Ohhms don’t particularly sit within any of the myriad of boundaries that loosely make-up the metal family. Scarcely metal at all really and while doom often captures the mood it hardly relates to some of the more impassioned and energetic outbursts. Still, such matters are unlikely to keep Waller and his band of not so merry men awake at night so we won’t let it perturb us too much either.
‘The Hanged Man’ will focus your mind in other directions as it goes on an explorative 13-minute journey deep into your psyche during which Ohhms obliterate much of musical convention by coming up with a treasure chest of inspired aural cuts that are almost blinding in their brilliance. From Waller’s opening wretched vocal volley, ‘I walked in, I walked out’ you’re gripped as assuredly as if caught in the headlights of the latest HBO blockbuster boxset. You’re scared too blink or move in case you miss one of the acutely chiselled edges as the Ohhms symphonic ranks rise around Waller’s desperate cries that wreak of pain and penitence.
Ohhms are able to wind things down at times almost as though the wheels are about to escape their axels but at the perfectly prescribed moment they click back into gear unleashing an explosion of stop-start riffs. On ‘The Hangman’ this shows itself through a second phase of the song in which the lines become thicker and more crushing as the whole aural headspin borders on collapse until another cavernous cut infiltrates the melee to stabilise things as Ohhms again forge forward with dynamic lines driven with reckless abandon. The climax is as satisfying as you could hope for, as the levels are racketed up towards fever pitch.
Ohhms are not your average band and Waller is certainly far from an average singer. Such is the passion, guts and sheer heart-pouring of energy expunged that at times you almost fear for his wellbeing. With a lifelong love of the original anarcho punk scene, this album captures something of that breathless rapid fire energy first experienced with the likes of Crass and Conflict, and the deeper you probe the more nuances come to the surface.
While ‘The World’ is half the duration of ‘The Hang Man’ it is no less rewarding with Waller actually opening things up here with as near as he gets to clean singing before a seismic thunderclap triggers a passage of punishing self-flagellation, Waller starts to slowly up the ante until his full power wrestles for supremacy alongside an expansive riff that warms up quicker than a bowl of porridge, increasing in tempo until it seems the only way out is for an almighty explosion. In fact Ohhms apply the handbrake with the precision of a getaway driver on a bank heist but this heroic track rushes towards a stupefying finale with a cacophonous melody that would make you rich if you could only bottle it.
‘Lovers’ is appropriately enough a softer kind of song altogether and shows that Ohhms are capable of moving and extending themselves into a direction that not may initially appear there’s to explore.
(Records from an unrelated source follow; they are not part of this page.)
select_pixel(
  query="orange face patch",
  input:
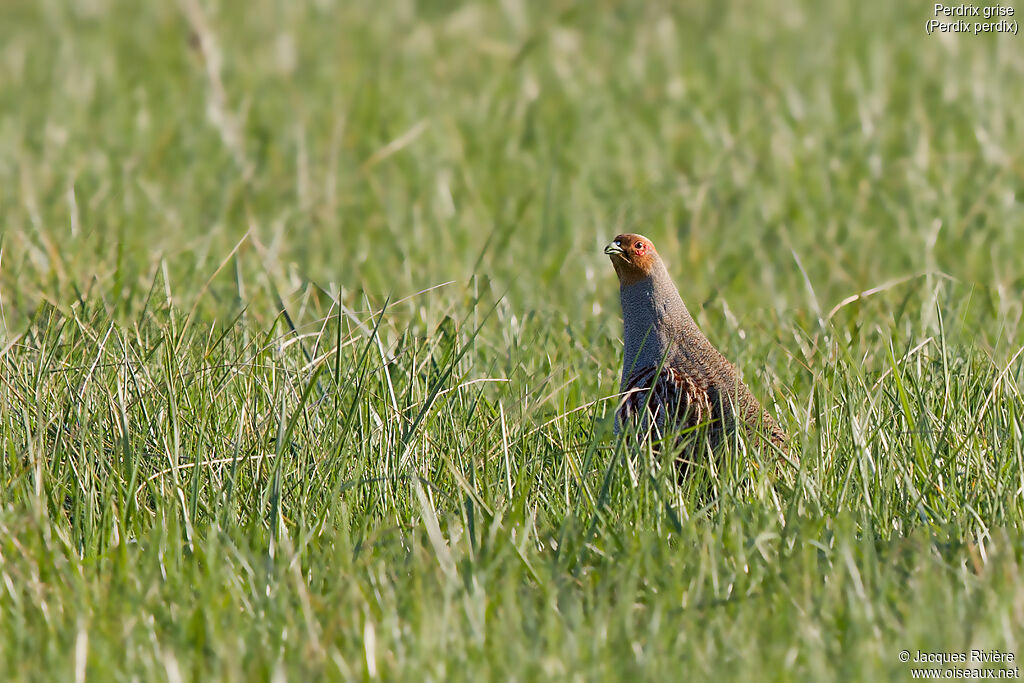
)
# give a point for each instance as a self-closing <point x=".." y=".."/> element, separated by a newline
<point x="633" y="257"/>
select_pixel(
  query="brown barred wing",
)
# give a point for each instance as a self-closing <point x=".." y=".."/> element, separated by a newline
<point x="659" y="399"/>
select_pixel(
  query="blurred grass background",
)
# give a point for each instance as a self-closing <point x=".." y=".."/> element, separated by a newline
<point x="174" y="175"/>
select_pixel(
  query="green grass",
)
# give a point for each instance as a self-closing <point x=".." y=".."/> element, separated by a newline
<point x="307" y="343"/>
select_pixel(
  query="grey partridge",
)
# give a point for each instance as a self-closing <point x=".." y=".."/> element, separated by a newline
<point x="673" y="378"/>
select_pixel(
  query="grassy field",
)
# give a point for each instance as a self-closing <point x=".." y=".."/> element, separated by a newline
<point x="307" y="344"/>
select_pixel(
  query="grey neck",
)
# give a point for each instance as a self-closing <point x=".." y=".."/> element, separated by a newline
<point x="653" y="317"/>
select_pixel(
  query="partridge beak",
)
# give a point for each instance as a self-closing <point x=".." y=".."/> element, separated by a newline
<point x="613" y="249"/>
A gentle guitar rhythm leads us into this penultimate piece and when the vocals arrive over a scarcely detectable groove it’s as though Waller has taken on a whole new persona as haunting harmonies are allowed to develop alongside guest female vocalist Sienna Holihan.
Ohhms’ original EPs were massive in sound and length and they return to that with epic closer ‘The Hierophant’ which easily breaks through the 20-minute mark, the first several of which are filled with a suffocating drone that could be used to clear minds on a meditation session. As ethereal lines to start swim slowly together Waller’s usual raging tones are reduced to a more humbling prose, slowly speaking over a debilitating drone that gradually takes on a more aggressive edge with some razored guitar work cutting through the murkiness. Eventually the song opens up, Max Newton laying down a steady drumbeat in contrast to his usual smash and grab assaults. The song delves into the dark recesses of humanity and the bleak corners where that can sometimes lead us all to.
But while the subject matter is invariably bleak this album is a massively uplifting listen. There is nothing throwaway or indispensable about The Fool. It’s every step is one you will want to share with them. While the laying out of your three free tarot cards may well shed light on what the future holds for you, no-one needs to resort to such medieval mysticism to plot the path of Ohhms. Their trajectory is firmly on the upwards curve.